Such air strikes would be a regional escalation of the conflict inside Iraq where the Islamic militants have taken over cities in northern and western Iraq and threatened the stability of the Iraqi government.
It would also make Syria the second country that has been hostile to the U.S. apparently helping Iraq. There have been reports of Iranian troops intervening on behalf of the beleaguered Iraqi government.
ISIS fighters operate on both sides of the Syrian and Iraqi border. Syrian airstrikes would indicate that the government of Syrian President Bashar al Assad finds it advantageous in supporting the beleaguered government of Iraqi Prime Minister Nouri al Maliki.
According to the U.S. official, the United States has “pretty good information that the Syrians are behind the fighter aircraft bombing in western Al Anbar,” a province in Iraq that includes the Syrian border. The official said the United States is still trying to gather more information that Syria was behind the strikes.
It’s not clear where the jets attacked, but over the weekend ISIS fighters took control of al Qaim and Rutba, both cities located near the Iraq-Syrian border.
A U.S. official also said it was not clear whether the Iraqi government requested or authorized Syrian air strikes in Iraqi territory.

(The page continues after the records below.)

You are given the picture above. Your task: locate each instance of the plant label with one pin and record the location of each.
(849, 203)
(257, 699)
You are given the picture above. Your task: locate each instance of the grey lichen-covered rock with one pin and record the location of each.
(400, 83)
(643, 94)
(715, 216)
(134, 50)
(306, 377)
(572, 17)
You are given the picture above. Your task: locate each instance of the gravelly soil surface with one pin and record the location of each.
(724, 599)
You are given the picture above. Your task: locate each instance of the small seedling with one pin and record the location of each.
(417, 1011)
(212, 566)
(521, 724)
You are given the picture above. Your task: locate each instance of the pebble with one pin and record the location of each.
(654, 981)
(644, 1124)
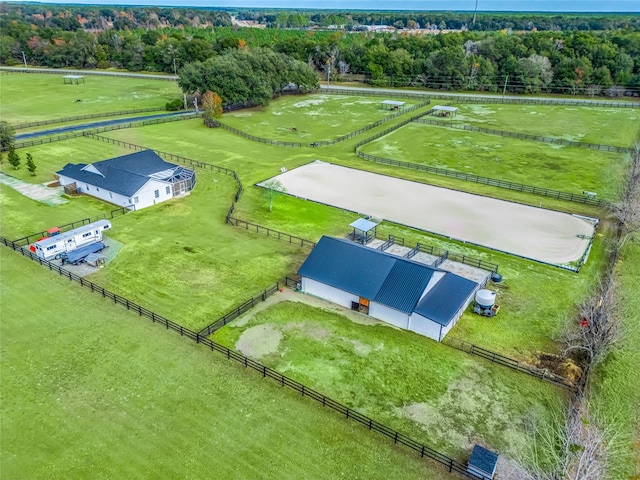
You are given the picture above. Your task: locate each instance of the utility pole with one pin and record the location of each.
(504, 90)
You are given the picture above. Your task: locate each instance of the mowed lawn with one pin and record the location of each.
(181, 260)
(607, 126)
(439, 395)
(307, 118)
(115, 396)
(34, 97)
(568, 169)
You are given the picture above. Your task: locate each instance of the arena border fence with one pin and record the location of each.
(452, 466)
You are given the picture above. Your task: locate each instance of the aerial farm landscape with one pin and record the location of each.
(300, 272)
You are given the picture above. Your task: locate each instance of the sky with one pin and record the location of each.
(483, 5)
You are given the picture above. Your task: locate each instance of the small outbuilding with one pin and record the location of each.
(392, 104)
(398, 291)
(363, 230)
(134, 181)
(482, 463)
(444, 110)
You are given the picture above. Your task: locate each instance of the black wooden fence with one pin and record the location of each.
(320, 143)
(241, 309)
(269, 232)
(453, 466)
(508, 362)
(545, 192)
(21, 126)
(525, 136)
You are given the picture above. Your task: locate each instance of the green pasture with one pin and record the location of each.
(114, 396)
(442, 396)
(568, 169)
(606, 126)
(255, 161)
(308, 118)
(181, 260)
(32, 97)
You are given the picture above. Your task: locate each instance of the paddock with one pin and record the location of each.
(535, 233)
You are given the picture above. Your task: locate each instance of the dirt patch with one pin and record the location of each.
(259, 341)
(565, 367)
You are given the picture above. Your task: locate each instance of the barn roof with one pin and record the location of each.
(384, 278)
(123, 175)
(442, 302)
(387, 279)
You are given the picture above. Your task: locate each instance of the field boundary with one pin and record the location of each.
(20, 126)
(526, 136)
(494, 182)
(320, 143)
(453, 466)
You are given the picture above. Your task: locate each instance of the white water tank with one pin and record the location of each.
(485, 298)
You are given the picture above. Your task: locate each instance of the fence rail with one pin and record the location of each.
(525, 136)
(254, 227)
(350, 414)
(545, 192)
(21, 126)
(241, 309)
(320, 143)
(508, 362)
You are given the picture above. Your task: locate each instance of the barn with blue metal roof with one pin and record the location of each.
(135, 181)
(401, 292)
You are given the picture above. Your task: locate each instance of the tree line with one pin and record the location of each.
(569, 62)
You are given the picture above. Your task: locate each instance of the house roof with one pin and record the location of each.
(384, 278)
(446, 297)
(122, 175)
(483, 460)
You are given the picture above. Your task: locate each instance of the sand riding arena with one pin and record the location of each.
(535, 233)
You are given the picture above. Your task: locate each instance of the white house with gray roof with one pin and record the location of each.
(134, 181)
(401, 292)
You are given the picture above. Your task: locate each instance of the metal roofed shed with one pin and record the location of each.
(392, 104)
(444, 110)
(404, 293)
(483, 462)
(72, 79)
(363, 230)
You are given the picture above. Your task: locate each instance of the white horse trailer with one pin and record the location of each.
(52, 247)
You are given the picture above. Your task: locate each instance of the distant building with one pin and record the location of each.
(401, 292)
(134, 181)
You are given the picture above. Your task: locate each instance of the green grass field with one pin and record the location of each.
(114, 396)
(607, 126)
(568, 169)
(441, 395)
(310, 117)
(32, 97)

Reports from Iraqi news outlets said U.S. air strikes had hit ISIS fighters, prompting the Pentagon to deny that it had launched air strikes. “Press reports that U.S. drones struck ISIL [ISIS] targets in Iraq today are false. No such action has been taken,” said Pentagon Press Secretary Rear Admiral John Kirby.
Since the escalation of the fighting in Iraq the United States military has been flying manned and unmanned surveillance flights over Iraq to share information about ISIS targets with the Iraqi government. A Pentagon spokesman said today that the U.S. is now flying between 30 and 35 surveillance flights daily over Iraq.

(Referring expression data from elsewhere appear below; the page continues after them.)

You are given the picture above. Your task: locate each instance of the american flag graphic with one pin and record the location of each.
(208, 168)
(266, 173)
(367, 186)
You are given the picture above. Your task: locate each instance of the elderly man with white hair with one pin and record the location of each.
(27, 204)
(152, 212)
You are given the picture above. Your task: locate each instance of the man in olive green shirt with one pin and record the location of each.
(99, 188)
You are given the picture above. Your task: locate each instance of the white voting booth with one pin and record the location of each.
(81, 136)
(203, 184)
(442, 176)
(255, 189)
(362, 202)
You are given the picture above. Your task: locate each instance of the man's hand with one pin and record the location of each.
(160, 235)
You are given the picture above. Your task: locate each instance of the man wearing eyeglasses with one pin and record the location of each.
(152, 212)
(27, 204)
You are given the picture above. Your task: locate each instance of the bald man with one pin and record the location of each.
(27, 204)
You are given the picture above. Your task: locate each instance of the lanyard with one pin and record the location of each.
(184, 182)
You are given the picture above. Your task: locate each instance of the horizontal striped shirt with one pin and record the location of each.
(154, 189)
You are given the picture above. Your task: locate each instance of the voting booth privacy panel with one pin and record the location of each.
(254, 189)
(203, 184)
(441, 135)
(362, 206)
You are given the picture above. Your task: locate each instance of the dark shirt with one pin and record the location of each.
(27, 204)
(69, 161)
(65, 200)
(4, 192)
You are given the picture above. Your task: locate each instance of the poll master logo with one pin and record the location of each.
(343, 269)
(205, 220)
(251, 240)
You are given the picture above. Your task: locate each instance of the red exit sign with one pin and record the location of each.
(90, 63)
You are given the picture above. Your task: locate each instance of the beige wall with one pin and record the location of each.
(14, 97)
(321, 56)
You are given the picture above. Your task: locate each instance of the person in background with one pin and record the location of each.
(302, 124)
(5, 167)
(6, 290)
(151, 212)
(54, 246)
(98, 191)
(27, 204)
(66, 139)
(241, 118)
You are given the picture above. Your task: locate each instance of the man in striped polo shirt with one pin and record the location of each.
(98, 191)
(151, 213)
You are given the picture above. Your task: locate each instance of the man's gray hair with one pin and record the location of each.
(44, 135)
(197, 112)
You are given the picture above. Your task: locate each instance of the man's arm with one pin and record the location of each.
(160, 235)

The Obama administration considered airstrikes inside Iraq to stop the momentum of ISIS advances in northern Iraq, but so far has opted not to do so because it would appear that it was taking sides in the conflict. ISIS is an Sunni Muslim force augmented by the Sunni tribes in northern and western Iraq, while the Iraqi government and its army is overwhelmingly composed of Shiite Muslims.
Instead President Obama announced last week that he had authorized sending up to 300 military advisers to Iraq to assist the Iraqi military in its fight with ISIS.
Kirby announced today that 90 advisers had arrived in Baghdad to establish a Joint Operations Center in Baghdad. They will join two initial teams crafted from 40 military personnel working at the U.S. embassy in Baghdad. In coming days an additional four teams of 50 people will flow into Iraq from elsewhere in the U.S. Central Command area of responsibility.
Kirby stressed that the first mission for the teams would be to conduct assessments to help determine what advisory assistance they will provide in the next phase of their mission. They won’t be providing those assessments to their chain of command for another two to three weeks. Kirby said the assessments include assessing the cohesiveness and readiness of Iraqi Security Forces, the state of situation on the ground and ISIS activities, and providing recommendations about the advisory mission.
A U.S. intelligence official provided an assessment that there are between 3,000 and 5,000 ISIS fighters. Their numbers have swelled in recent weeks following the release of almost 1,500 prisoners from a prison in Mosul.
A senior intelligence official said there are approximately 10,000 ISIS fighters — roughly 7,000 in Syria and 3,000 in Iraq. There are between 3,000 and 5,000 foreign fighters who have been incorporated into ISIS ranks, making up part of that 10,000.
It is difficult to assess how many of the roughly 3,000 in Iraq are foreign fighters.